December 01, 2011
By Paul Weamer
Central Pennsylvania's Little Juniata River has a long history of pollution and abuse from the many towns along its course and the railroad line that parallels it. But to me, this river is special. It begins near my home town, Altoona, and its close proximity made it a great classroom when I was learning to fly fish with my father. I was born in 1972, the year Hurricane Agnus' great flood scoured the Little Juniata, removing a 100 years of pollution and giving birth to today's trout fishery. Perhaps our shared birth-year is one of the reasons I feel so connected to this river.
But sadly, destruction from pollution events didn't end in 1972. Another flood in 1996 washed toxins into the river destroying the aquatic insect population for miles. The large fish I caught in 1997 looked more like eels than brown trout. The fish were starving. When I moved to New York in 1998, it was rare to catch a big fish in the Little Juniata. Trips to the river usually produced small fingerling browns that the state was stocking by the thousands.
But then Bill Anderson got involved. Bill and others began to monitor the river's macroinvertebrate population. They invested their time when they could have been fishing to protect the river, to make the fishing better for everyone. Bill knew that the river needed someone watching, someone who cared to give voice to a river that didn't have one, so he started the Little Juniata River Association (LJRA).
The LJRA'a Mission is to: "Monitor, Preserve and Improve the Little Juniata River and its tributaries as cold water resources". And they fulfill their mission better than any organization I know.

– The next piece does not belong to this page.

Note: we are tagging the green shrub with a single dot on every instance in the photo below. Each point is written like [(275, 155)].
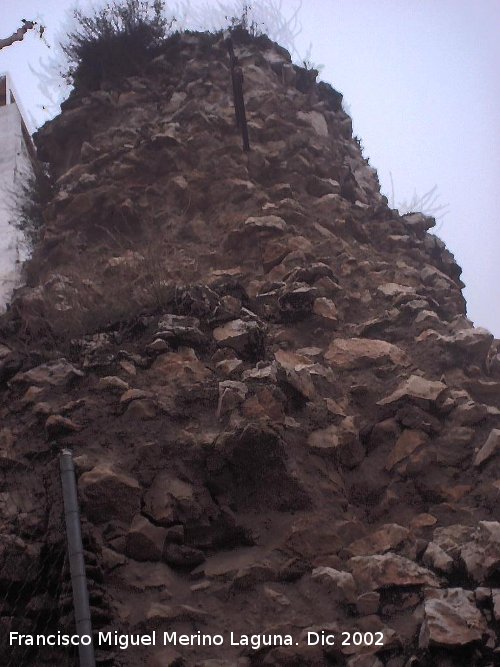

Today, the LJRA is one of the most accomplished fisheries conservation organizations in the country. Through their work, the Little Juniata has been designated a class A wild trout fishery and is no longer stocked. Redd counts are conducted each year to monitor the wild trout. Miles of stream access have been procured for the public's use, forever. Cold, limestone tributaries have been purchased so they can be protected from development. No-kill regulations have been put in place to stop the removal of large breeder fish. A stream clean-up is conducted each year. Stream banks are being restored and protected from erosion.
The Little Juniata River is now one of Pennsylvania's shining gems and one of the best trout streams in the East. And if you ever fish it, or even if you just care about the existence of wild trout in our modern age, you have one man and one organization to thank.
I'm not much of a "joiner," and I know of too many supposed conservation groups that want my money for dubious reasons. But I am a life member of the Little Juniata River Association. Maybe you should be too.
Below is the link to the LJRA's web site:
By the way, I often hear the Little Juniata's name butchered by those from outside Central PA. The proper pronunciation is Ju-nee-a-ta, not Won-ee-ta. Though Won-ee-ta does make me smile every time I hear it.